1. Parsoid doesn't generate section ids now, but when we do, yes, we'll make sure ids are compatible with core ids and unique. Will check the phpjs library code to see what we are missing. We don't have a ticket for generating section ids yet.

2. At some point, it makes sense to switch both core and Parsoid to a different id scheme (HTML5 ids is the obvious possibility, and Gabriel proposed another) and have fallback support for old-style ids (we've brainstormed some ideas in the past, but I forget the details right now).

Subbu.

On 10/27/2015 05:01 PM, Bernd Sitzmann wrote:
Subbu, Gergo and Gabriel:

Thank you for your comments so far.

Just to be clear, ideally I want the anchor ids to be the same as used in Core. I would really like for Parsoid to provide the same anchor ids as Core does. Then that would take also care of the uniqueness issue. Is there a task for this? If not I'd be happy to create one. In the meantime I'll use my own implementation until we get something from upstream.

If the anchor ids generated by the Mobile Content Service do not match the ones generated by Core then the app would not scroll to the correct section. Instead it would just stay at the top of the page.

The links can come from inside the same page, other pages, redirects, or even from outside the app/site. The app builds the correct <h[2-6]> tags using the anchor values provided by the Mobile Content Service output. This is why I don't want just an anchor id that looks like "mwCA". (Of course, that would be ok if core would do the same but right now it doesn't.)

Subbu: Thanks for the link to the JS code. I'll adapt my patch to include some of the additional substitutions. You may also want to check out my patch since I think some of the cases that are handled by the phpjs library are not handled in the Parsoid code.

Another thing I haven't found in the Parsoid code is ensuring uniqueness of ids. I'd be interested how this is resolved in Core, too, of course, to make sure what we do on the JS matches Core.

Cheers,
Bernd




On Tue, Oct 27, 2015 at 3:10 PM, Gabriel Wicke <gwicke@wikimedia.org> wrote:
Another option could be to use compact stable element IDs not based on the content. This would be less readable, but on the upside there wouldn't be any collisions, and links wouldn't break on minor heading changes.

On Tue, Oct 27, 2015 at 2:04 PM, Subramanya Sastry <ssastry@wikimedia.org> wrote:
On 10/27/2015 03:48 PM, Gergo Tisza wrote:

​If you care about edge cases, section anchor generation is rather complicated: anchors can be postfixed with an index when there are multiple identical titles,

This would need to be handled to guarantee id uniqueness.

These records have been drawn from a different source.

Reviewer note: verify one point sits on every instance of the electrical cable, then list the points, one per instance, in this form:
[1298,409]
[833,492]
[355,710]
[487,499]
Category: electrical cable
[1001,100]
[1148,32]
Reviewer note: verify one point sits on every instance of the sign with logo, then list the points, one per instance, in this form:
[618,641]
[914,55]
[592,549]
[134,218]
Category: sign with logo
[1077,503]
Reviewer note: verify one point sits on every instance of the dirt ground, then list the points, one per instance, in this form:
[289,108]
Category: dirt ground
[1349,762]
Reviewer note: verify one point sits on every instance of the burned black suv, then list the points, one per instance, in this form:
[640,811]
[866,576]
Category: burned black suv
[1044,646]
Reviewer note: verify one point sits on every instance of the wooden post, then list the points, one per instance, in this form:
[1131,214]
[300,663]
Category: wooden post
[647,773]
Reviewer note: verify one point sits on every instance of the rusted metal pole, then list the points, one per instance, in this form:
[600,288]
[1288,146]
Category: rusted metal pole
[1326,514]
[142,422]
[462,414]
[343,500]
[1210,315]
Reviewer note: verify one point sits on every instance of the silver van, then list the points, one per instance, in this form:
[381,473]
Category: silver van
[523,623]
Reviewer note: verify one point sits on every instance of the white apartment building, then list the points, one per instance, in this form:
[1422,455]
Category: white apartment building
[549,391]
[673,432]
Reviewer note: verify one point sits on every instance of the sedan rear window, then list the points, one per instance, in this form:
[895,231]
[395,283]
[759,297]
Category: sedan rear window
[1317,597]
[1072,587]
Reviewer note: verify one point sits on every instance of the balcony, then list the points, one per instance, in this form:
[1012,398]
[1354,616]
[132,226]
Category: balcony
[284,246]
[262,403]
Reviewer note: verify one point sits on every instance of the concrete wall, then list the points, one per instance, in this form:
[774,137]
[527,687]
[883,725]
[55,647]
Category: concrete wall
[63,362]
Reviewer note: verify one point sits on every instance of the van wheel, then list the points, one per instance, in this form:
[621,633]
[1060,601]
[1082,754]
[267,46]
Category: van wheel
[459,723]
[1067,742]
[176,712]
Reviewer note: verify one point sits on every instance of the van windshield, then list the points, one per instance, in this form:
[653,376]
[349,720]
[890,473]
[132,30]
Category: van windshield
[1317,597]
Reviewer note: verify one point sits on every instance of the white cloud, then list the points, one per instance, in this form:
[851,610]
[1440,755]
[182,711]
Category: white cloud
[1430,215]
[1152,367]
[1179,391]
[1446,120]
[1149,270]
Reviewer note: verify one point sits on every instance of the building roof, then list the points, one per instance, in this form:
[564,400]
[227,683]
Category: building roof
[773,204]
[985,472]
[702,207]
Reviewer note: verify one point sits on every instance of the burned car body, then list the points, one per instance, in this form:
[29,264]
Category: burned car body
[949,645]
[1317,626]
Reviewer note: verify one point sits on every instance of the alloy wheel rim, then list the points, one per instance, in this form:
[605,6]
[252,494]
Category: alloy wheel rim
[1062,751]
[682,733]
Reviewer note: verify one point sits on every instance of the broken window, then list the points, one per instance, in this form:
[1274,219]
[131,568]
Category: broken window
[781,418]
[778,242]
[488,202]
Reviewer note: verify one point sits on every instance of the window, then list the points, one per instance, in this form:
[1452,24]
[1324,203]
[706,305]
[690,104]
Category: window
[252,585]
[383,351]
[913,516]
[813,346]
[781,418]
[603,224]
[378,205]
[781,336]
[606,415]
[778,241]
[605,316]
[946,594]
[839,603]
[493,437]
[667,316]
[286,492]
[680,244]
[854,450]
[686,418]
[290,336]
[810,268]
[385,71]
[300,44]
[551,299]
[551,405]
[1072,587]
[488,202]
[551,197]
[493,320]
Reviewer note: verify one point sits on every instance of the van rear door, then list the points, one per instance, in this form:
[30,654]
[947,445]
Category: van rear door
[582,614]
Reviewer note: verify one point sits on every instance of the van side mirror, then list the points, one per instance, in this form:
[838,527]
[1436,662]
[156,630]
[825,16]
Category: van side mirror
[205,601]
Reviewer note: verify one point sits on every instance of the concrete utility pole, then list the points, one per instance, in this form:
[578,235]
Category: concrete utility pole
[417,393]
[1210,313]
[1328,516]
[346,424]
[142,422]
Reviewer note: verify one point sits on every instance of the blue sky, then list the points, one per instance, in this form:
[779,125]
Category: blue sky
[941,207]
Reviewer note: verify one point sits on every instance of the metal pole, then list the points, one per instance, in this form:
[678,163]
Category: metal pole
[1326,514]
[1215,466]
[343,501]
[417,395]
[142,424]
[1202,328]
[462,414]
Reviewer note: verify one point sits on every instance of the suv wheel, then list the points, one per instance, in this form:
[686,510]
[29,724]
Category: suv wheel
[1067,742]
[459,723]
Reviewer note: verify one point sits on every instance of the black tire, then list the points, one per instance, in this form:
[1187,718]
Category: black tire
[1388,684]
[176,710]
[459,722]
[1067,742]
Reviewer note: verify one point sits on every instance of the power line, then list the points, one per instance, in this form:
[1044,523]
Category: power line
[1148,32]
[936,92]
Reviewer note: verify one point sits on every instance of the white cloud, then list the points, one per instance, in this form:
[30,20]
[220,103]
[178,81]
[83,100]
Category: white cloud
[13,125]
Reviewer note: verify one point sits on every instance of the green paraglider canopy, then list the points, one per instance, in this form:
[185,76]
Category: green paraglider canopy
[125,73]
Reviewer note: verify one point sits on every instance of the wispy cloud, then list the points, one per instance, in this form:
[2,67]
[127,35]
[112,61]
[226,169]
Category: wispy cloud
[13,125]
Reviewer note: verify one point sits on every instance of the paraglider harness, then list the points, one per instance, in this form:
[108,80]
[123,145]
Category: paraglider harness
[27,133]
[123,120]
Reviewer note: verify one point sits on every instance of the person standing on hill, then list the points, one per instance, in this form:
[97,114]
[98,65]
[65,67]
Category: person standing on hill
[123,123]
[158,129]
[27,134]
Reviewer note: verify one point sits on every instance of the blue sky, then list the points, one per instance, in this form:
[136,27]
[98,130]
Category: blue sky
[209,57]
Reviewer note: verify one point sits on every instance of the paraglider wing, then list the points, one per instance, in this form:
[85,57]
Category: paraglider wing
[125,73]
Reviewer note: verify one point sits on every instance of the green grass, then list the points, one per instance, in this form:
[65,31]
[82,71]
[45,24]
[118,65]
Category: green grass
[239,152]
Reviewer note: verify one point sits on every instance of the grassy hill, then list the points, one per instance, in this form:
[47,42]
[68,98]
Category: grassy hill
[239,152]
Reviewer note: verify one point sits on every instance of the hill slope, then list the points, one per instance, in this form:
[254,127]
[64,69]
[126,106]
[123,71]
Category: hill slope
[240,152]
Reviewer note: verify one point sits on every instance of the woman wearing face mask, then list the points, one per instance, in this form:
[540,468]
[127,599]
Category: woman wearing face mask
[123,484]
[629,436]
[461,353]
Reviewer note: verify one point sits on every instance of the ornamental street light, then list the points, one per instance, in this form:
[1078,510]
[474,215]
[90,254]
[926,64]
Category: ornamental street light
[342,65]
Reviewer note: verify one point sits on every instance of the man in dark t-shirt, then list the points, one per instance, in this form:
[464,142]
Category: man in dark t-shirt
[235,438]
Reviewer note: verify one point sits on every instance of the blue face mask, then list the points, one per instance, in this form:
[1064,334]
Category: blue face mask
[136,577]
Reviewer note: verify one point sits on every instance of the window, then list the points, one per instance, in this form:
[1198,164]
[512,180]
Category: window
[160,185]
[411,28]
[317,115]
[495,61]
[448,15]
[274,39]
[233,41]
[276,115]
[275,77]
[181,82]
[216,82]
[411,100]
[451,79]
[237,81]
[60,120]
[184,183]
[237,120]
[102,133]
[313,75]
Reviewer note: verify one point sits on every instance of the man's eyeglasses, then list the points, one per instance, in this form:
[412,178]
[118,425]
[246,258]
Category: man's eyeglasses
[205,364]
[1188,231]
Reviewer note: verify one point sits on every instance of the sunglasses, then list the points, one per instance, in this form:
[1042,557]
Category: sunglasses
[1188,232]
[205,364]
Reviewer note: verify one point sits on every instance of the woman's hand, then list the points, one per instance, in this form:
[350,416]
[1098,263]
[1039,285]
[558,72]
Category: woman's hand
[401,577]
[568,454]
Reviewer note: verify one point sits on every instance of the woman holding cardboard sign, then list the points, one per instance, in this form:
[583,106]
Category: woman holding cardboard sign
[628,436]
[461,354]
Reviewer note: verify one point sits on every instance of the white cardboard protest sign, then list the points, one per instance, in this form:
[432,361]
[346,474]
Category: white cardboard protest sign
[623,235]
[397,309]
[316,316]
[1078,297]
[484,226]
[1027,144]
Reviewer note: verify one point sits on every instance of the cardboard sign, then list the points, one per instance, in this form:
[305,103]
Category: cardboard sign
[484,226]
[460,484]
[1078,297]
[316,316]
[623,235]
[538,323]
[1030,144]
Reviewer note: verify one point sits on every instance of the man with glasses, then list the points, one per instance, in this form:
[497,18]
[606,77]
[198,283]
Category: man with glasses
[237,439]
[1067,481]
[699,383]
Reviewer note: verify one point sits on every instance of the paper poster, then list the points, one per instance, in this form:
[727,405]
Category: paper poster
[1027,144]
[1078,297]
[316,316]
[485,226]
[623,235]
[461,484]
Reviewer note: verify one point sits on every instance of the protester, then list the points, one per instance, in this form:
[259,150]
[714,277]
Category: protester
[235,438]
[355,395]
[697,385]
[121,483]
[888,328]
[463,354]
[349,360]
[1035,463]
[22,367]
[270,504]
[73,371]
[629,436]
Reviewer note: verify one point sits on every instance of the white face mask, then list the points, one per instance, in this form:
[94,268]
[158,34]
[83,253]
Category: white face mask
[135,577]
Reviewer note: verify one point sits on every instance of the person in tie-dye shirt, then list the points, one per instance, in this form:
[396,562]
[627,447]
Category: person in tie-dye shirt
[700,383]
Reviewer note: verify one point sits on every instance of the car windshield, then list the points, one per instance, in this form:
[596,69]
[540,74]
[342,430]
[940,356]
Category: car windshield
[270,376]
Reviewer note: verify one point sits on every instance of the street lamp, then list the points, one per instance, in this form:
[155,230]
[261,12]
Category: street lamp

and HTML, templates and parser tags are handled differently for display and for anchor generation. (Yes, these can and do appear in titles. E.g. people sometimes put <math> tags in there, or italicize a word.)

But, if we move core and Parsoid to HTML5 ids, this shouldn't matter since the only restriction on HTML5 ids is that they shouldn't contain a space char as per https://html.spec.whatwg.org/multipage/dom.html#the-id-attribute

Subbu.



--
Gabriel Wicke
Principal Engineer, Wikimedia Foundation